CHICAGO (CBS) — Mayor Rahm Emanuel is speaking out again in strong support of a longer day for Chicago Public Schools students.

He is now asking, why wait?

“Let’s make it good for the class of 2011 and 2012,” Emanuel said. “It is wrong to give these kids another year of a shortchanged education when we know what’s right.”

The Chicago Teachers Union opposes the plan for longer school day, on the grounds that they would only get a 2 percent raise for working an extra 90 minutes. The union is slamming the City Council for voting unanimously on Thursday to extend the day.

The union says aldermen caved to pressure from the mayor, and sidestepped the issue of paying teachers for working more hours.

“It is unfortunate the City Council bowed to the pressure of a well-orchestrated propaganda campaign that has no scientific evidence to show that this will do anything to improve the quality of education in our neighborhood schools,” union officials said in a prepared statement Thursday. “It is shameful that not one politician stood up for our students and teachers who deserve better.

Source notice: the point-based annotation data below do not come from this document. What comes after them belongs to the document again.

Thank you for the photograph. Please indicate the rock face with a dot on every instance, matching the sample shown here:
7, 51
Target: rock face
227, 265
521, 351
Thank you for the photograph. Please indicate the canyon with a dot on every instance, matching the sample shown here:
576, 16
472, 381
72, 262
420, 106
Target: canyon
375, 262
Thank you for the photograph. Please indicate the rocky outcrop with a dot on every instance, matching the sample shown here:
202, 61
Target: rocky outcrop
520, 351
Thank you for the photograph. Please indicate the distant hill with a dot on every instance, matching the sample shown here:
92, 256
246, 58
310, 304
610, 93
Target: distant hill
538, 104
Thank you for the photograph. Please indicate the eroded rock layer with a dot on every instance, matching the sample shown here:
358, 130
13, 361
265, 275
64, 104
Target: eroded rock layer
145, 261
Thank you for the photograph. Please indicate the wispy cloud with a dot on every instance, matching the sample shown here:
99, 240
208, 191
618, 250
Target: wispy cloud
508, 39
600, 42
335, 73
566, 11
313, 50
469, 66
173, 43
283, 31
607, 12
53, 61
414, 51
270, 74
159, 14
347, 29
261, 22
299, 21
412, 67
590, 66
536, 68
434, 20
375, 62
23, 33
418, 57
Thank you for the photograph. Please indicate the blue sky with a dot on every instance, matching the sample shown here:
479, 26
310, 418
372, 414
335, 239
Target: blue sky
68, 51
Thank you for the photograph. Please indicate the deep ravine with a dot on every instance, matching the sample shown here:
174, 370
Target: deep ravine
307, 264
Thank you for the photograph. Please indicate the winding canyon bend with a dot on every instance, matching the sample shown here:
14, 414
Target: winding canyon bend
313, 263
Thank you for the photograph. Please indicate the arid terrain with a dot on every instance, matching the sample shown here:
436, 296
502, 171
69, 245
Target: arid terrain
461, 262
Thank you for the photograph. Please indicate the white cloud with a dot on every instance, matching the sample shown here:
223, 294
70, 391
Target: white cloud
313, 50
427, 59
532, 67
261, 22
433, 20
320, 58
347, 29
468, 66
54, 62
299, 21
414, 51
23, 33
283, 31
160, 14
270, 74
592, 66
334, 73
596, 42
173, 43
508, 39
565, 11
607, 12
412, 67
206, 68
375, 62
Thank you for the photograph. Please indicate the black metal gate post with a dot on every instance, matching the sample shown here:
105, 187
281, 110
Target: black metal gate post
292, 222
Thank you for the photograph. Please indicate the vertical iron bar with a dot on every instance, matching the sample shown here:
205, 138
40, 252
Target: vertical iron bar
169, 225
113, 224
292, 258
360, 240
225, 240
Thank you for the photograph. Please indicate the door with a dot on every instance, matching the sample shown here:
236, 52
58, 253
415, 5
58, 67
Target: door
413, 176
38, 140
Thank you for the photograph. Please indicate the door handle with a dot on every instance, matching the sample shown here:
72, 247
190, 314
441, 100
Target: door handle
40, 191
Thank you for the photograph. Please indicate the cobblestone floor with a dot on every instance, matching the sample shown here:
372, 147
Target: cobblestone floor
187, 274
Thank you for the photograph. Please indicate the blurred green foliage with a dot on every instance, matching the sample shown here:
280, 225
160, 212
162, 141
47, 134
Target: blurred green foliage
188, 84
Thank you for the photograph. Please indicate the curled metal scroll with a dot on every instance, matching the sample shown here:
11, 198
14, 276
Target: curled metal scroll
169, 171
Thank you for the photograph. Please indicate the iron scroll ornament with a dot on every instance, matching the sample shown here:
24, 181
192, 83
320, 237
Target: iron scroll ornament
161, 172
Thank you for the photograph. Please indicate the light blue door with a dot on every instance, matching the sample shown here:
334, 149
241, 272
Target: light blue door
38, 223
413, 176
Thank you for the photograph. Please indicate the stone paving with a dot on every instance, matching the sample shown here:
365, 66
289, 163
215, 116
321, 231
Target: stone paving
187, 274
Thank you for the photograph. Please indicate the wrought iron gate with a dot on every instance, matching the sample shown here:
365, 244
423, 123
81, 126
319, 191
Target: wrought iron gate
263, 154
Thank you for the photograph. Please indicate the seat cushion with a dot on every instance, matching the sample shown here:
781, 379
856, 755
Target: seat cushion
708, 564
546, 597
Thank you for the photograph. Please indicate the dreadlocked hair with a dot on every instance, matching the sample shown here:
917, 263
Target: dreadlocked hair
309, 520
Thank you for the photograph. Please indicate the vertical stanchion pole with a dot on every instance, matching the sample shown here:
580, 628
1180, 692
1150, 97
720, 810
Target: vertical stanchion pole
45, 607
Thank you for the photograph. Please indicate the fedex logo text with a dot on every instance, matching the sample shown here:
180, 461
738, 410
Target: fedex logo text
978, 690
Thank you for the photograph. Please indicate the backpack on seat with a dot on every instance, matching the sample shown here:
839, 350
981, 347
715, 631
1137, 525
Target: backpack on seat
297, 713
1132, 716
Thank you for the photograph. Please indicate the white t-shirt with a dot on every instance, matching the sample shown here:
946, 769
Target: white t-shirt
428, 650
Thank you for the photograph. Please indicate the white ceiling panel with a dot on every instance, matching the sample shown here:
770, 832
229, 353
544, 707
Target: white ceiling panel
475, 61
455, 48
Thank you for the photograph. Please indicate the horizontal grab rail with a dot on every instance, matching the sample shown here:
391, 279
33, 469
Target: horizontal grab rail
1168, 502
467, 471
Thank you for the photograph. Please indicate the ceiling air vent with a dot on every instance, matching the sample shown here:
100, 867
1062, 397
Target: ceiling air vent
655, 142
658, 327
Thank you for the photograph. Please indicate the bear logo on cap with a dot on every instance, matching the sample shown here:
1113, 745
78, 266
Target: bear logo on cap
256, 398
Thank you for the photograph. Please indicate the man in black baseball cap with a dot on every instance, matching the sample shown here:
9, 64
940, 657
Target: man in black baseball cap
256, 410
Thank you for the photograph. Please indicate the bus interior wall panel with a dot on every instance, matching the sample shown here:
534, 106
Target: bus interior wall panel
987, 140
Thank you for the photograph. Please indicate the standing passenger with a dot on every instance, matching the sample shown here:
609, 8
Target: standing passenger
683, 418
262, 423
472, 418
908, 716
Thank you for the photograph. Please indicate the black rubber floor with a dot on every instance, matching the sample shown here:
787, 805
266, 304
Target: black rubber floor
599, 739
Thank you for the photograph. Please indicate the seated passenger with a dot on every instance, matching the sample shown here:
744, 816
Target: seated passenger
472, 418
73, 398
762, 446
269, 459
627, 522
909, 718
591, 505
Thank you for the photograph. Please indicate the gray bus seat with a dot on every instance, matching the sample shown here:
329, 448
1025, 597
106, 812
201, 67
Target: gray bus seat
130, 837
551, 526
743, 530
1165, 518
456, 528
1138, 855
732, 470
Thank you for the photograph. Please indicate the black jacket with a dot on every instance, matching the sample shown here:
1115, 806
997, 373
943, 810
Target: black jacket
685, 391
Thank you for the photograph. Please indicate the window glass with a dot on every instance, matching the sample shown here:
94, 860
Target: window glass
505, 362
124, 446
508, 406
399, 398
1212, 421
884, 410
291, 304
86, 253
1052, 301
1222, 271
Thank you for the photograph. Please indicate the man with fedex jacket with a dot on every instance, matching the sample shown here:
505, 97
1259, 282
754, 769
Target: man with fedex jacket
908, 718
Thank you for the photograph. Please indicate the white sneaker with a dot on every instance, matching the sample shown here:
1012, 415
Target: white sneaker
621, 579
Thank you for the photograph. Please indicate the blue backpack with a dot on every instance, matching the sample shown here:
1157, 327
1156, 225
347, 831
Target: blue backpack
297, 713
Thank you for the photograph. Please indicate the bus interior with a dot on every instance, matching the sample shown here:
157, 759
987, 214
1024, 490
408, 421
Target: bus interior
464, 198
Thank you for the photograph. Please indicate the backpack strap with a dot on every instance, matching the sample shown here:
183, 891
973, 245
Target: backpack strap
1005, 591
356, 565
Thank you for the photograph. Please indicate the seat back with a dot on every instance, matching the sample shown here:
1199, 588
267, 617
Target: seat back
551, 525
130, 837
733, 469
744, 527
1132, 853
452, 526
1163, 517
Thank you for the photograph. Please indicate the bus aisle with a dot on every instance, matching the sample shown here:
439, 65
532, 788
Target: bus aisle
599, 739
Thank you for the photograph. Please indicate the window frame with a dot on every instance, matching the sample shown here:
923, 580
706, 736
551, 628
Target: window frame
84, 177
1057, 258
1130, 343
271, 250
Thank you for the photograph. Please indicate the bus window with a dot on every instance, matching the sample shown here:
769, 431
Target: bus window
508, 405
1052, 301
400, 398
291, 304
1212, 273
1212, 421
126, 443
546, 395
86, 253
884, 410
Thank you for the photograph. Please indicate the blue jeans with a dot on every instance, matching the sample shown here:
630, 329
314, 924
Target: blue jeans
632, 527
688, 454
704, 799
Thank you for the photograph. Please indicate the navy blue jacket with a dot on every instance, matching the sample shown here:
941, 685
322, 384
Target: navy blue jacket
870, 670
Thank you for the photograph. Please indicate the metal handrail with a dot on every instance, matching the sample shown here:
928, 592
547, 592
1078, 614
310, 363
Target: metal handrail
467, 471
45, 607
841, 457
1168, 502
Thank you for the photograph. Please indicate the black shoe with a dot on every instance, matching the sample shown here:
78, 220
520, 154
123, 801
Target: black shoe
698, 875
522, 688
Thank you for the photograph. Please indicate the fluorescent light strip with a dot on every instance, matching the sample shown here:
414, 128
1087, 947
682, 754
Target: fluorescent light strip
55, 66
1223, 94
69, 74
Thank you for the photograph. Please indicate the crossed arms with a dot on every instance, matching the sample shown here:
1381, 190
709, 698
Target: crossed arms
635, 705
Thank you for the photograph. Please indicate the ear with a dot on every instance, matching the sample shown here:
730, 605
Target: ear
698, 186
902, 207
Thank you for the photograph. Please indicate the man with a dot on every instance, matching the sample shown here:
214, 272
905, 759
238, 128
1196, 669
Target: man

A longer school day is inevitable but how will it be funded and how will it be planned?”

The nonbinding resolution in favor of the longer day carries no legal weight, but does urge the Board of Education to lengthen the school day “as soon as possible.”

Three schools – Skinner North Elementary, 640 W. Scott St.; STEM Magnet Academy, 1522 W. Fillmore St.; and Genevieve Melody Elementary, 412 S. Keeler Ave. – broke ranks with the union and agreed to the longer school day before the school year began on Tuesday.

Teachers at a fourth school, Benjamin E. Mays Elementary Academy, 838 W. Marquette Rd, voted to adopt a longer school day there on Thursday.

Meanwhile, U.S. Secretary of Education and former Chicago Public Schools chief executive officer Arne Duncan is a major backer of the longer school day. He is in Chicago Friday for a meeting at Schurz High School, 3601 N. Milwaukee Ave., with Mayor Emanuel, Gov. Pat Quinn, and current schools CEO Jean-Claude Brizard.